The main purpose of Bin Salman's reforms is to change the face of the Saudi Kingdom. As I stated before, Saudi Arabia was always an Islamic and conservative country whose society was deemed by foreigners as a strict and closed society. Bin Salman is trying to change this image and abolish the notion of "the pen and the sword alliance." The latest move was to change the date of founding to 1727. With this move, Bin Salman tried to downplay the role of clerics and religion in the founding of Saudi Arabia and try to erase the religious leader Muhammad ibn Abd al Wahhab from the Kingdom's history. He made a bunch of reforms to loosen the Islamic notions like men-women separation, hijab, etc. Numerous musical festivals were organized and famous musicians were invited to the country.

Were there any reforms in politics and administration? Surely not. Saudi Arabia continues to be a harsh monarchy where opposition is banned. With this image, it looks like any other countries in the region, like Sisi's Egypt and Saied's Tunis.

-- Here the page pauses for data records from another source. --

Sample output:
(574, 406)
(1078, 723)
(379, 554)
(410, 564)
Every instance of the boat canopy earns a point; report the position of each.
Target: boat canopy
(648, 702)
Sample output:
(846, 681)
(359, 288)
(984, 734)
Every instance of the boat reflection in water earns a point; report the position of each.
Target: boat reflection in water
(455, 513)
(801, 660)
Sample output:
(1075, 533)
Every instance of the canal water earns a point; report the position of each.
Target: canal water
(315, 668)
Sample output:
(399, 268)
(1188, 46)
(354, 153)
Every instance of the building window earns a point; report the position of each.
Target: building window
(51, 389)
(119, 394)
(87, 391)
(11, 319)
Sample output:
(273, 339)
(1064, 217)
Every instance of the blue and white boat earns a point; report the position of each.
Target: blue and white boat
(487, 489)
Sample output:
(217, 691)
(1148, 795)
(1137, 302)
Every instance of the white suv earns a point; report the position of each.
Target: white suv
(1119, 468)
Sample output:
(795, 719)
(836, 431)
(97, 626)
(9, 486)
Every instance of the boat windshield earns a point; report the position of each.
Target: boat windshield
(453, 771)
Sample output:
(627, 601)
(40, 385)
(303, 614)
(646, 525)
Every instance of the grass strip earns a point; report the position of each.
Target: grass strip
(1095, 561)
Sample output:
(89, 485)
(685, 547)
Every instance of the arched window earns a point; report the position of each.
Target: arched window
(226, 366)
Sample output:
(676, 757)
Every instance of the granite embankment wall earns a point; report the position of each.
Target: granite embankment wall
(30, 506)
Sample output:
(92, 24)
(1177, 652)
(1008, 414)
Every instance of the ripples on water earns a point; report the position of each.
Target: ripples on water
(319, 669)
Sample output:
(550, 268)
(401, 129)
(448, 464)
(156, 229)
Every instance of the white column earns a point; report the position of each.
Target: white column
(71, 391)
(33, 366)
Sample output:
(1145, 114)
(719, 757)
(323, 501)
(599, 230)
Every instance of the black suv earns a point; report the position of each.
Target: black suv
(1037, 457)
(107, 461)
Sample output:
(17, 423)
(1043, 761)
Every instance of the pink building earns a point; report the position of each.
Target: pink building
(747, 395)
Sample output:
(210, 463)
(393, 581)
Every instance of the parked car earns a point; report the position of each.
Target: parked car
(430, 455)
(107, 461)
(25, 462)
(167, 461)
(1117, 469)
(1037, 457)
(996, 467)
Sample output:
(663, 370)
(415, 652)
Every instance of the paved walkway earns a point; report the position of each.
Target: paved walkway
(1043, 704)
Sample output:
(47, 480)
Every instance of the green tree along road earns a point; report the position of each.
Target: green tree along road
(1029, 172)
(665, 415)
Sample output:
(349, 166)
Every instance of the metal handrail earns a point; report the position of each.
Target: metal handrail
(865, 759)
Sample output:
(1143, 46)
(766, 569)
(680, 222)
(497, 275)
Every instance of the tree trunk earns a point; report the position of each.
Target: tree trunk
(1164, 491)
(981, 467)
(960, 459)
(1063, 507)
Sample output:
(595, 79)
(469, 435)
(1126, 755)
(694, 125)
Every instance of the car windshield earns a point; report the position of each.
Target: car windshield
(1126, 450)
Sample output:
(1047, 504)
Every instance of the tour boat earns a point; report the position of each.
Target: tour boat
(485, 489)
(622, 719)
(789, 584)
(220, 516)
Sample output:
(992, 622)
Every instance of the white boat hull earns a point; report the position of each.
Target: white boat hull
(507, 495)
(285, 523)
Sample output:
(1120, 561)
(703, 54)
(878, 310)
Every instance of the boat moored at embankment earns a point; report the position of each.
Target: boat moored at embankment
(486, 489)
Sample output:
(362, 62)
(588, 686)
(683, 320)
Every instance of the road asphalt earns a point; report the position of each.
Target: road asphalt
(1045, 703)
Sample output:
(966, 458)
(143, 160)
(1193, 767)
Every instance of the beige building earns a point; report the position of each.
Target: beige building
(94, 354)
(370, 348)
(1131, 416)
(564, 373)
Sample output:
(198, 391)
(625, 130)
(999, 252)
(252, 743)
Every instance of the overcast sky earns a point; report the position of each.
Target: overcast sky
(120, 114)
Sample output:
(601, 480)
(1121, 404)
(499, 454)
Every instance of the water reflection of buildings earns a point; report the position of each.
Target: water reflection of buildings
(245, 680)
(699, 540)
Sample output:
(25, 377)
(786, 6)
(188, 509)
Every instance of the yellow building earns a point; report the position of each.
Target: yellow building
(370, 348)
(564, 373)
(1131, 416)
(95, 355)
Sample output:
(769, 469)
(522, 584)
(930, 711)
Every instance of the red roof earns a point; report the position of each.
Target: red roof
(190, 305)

What Bin Salman do is not change the harsh image of Saudi Arabia. Instead, he is just trying to erase Islam in politics and even society. But he surely doesn't want to compromise with the opposition, as we saw in the case of Jamal Khashoggi.

With these moves, the Saudi Arabian Kingdom will become a secular dictatorship, which the Western powers want to see in the region. From Jamal Abdul Nasser to Anwar Sadat, from Saddam Hossein to Abdel Fattah al Sisi, this is what we witnessed. By changing the Saudi society, some conservative Muslims (just like OBL and its men) won't emerge and bother the Westerners anymore.

The Middle East has been always amazing. This transformation from a religious-referenced kingdom to a secular dictatorship is a witness to this fact.

The views expressed in this article belong to the author and do not necessarily reflect the editorial policy of Mepa News.